I do not think it possible to locate an original document today for a number of reasons. During the 1990s I revisited most of the court houses in Georgia. What I witnessed at that time was that old records were sent to storage, either in the basement, or to an outside cold-storage location. Today, upon visiting court houses, it is not unusual for the employees to be completely unaware of the existence of the older record books, etc.
However, there are clues. For example, Bulloch County’s surviving records begin about 1794, but where are they? I found a book of Master Lists, indexing the records in the probate court. These records provide a file number reference; doubtless to me, those folders once housed in filing cabinets! The goodie part is that there is a date “beside the name.”

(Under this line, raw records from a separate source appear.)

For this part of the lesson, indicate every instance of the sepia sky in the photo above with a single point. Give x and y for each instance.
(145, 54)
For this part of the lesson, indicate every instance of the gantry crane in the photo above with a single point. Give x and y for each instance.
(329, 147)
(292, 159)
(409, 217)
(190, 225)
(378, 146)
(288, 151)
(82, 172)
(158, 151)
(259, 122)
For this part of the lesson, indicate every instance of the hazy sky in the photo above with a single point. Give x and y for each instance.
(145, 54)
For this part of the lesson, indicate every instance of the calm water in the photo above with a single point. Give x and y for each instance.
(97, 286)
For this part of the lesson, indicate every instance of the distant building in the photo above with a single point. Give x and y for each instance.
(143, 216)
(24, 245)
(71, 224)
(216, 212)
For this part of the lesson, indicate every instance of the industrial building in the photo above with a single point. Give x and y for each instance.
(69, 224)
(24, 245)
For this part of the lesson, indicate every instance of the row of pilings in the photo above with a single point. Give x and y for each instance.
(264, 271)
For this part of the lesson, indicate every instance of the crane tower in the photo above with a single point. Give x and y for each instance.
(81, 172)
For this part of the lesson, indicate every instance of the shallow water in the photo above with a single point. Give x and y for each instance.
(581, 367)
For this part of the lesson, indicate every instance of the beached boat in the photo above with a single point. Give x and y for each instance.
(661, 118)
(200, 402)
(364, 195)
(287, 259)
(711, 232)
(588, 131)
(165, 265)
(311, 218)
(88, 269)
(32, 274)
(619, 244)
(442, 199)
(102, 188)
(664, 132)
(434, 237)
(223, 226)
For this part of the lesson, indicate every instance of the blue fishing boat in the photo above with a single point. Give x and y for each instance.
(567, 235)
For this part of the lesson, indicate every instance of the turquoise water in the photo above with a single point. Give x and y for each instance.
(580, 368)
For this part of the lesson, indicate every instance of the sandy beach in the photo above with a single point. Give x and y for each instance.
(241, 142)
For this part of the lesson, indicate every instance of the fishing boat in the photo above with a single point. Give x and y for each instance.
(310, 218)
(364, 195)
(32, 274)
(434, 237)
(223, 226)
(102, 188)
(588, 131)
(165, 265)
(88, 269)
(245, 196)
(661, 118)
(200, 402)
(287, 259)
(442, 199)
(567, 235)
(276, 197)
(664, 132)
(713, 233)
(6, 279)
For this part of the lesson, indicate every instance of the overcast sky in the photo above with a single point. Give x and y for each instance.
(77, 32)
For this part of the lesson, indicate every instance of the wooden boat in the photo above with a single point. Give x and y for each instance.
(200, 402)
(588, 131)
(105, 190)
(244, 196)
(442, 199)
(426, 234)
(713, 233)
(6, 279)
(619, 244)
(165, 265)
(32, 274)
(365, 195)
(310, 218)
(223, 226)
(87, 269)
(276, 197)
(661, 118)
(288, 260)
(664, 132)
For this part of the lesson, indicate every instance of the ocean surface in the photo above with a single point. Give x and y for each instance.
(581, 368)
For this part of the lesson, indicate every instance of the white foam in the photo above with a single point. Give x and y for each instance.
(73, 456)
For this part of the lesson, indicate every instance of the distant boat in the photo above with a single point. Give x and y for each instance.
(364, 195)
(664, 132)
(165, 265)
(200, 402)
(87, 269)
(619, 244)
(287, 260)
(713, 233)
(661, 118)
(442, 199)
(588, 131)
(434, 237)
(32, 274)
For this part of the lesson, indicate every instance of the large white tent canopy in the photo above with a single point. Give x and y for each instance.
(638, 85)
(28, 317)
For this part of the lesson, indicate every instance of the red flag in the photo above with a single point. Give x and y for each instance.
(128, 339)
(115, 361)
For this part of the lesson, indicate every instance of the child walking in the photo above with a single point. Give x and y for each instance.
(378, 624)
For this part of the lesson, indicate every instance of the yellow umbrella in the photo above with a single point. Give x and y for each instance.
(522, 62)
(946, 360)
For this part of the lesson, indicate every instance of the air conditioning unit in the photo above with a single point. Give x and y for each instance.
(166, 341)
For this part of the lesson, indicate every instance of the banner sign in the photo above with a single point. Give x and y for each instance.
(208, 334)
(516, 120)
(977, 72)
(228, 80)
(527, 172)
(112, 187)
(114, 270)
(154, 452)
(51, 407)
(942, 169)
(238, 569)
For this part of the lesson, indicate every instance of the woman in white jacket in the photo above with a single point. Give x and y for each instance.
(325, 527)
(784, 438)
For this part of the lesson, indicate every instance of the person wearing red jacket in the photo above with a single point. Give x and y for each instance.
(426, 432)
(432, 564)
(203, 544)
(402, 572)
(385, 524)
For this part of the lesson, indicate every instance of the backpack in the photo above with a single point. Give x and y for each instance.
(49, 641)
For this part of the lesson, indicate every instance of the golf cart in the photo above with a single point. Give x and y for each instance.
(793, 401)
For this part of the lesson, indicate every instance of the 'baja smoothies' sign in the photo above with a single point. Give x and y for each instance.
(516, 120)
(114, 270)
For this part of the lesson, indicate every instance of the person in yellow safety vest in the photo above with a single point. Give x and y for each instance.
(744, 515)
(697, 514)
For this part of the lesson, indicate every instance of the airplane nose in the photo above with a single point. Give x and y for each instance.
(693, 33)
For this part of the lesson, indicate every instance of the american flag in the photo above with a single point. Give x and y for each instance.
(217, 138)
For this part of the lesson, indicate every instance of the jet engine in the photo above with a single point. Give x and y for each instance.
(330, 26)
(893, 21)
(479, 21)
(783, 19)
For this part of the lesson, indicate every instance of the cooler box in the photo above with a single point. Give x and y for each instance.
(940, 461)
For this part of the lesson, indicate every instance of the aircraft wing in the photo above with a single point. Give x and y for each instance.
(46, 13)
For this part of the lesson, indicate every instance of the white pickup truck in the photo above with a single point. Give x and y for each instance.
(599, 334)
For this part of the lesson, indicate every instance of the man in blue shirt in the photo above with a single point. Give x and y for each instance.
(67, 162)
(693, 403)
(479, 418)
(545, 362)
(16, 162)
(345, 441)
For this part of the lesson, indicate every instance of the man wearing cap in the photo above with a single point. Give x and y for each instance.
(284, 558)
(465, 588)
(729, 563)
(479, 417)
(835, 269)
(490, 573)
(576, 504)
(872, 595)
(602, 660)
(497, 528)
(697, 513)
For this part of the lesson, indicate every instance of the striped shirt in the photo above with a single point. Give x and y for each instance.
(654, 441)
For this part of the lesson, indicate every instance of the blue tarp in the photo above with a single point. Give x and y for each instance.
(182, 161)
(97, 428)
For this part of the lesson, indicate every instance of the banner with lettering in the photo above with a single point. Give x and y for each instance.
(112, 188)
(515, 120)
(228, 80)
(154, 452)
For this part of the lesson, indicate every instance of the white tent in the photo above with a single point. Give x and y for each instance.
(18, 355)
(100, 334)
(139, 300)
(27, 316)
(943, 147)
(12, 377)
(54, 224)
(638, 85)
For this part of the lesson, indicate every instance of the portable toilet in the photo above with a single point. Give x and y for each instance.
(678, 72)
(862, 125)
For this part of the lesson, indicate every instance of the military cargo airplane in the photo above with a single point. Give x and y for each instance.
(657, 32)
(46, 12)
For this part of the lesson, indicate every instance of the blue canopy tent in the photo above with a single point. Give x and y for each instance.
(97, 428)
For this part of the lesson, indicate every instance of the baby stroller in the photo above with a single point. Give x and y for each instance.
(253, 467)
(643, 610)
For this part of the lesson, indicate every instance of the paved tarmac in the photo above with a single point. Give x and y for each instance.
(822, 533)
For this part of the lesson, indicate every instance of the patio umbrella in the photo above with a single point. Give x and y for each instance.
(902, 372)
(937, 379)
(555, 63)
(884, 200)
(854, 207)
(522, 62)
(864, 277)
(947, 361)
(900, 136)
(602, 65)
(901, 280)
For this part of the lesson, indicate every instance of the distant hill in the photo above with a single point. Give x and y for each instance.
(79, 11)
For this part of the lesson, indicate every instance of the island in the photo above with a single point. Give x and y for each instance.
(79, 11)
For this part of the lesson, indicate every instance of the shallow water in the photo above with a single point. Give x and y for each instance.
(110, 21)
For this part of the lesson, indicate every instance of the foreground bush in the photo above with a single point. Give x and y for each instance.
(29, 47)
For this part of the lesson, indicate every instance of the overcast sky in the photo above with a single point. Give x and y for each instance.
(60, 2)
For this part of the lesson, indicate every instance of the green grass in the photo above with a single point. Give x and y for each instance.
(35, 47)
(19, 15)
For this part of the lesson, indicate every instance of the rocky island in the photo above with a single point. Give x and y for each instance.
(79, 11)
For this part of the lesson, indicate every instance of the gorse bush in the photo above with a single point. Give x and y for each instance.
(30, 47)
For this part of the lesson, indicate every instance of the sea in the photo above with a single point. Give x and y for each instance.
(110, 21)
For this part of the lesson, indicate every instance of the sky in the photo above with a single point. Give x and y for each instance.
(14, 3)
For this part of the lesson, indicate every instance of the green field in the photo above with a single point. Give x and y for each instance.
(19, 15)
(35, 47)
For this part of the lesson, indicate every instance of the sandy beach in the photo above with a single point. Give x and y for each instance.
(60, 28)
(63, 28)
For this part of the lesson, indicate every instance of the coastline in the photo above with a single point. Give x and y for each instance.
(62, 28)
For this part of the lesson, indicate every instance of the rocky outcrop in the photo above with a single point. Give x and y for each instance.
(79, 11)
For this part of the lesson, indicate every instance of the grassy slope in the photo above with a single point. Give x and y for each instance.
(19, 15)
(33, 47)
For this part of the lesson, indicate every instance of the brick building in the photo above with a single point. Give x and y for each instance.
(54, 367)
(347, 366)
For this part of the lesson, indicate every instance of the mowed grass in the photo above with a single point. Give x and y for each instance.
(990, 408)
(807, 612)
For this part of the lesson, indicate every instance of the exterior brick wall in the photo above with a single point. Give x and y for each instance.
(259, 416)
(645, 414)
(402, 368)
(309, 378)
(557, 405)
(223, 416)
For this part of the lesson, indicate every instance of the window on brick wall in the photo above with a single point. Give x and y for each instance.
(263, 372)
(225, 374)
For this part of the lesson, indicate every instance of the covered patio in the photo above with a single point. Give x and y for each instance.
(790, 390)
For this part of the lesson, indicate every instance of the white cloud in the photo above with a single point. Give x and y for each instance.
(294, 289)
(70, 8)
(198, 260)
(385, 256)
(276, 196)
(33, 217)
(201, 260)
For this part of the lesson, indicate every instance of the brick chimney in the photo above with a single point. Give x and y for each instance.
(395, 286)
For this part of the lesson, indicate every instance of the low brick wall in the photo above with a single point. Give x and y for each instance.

The alternate for locating the once-existence of older records is the Inferior Court Minutes, which is like a daily diary, noting the business of the court without the information. Yet, these records do say a great deal! One can expect to find anything from a person being removed from the tax records because they wre 60 years old, to the mention of a last will and testament being filed of record on that date. But there are other little diddies, like persons designated to work on designated roads (some descriptions), which was the civic duty of all males over 21 years of age. This is an excellent resource, should you discover one in your time frame.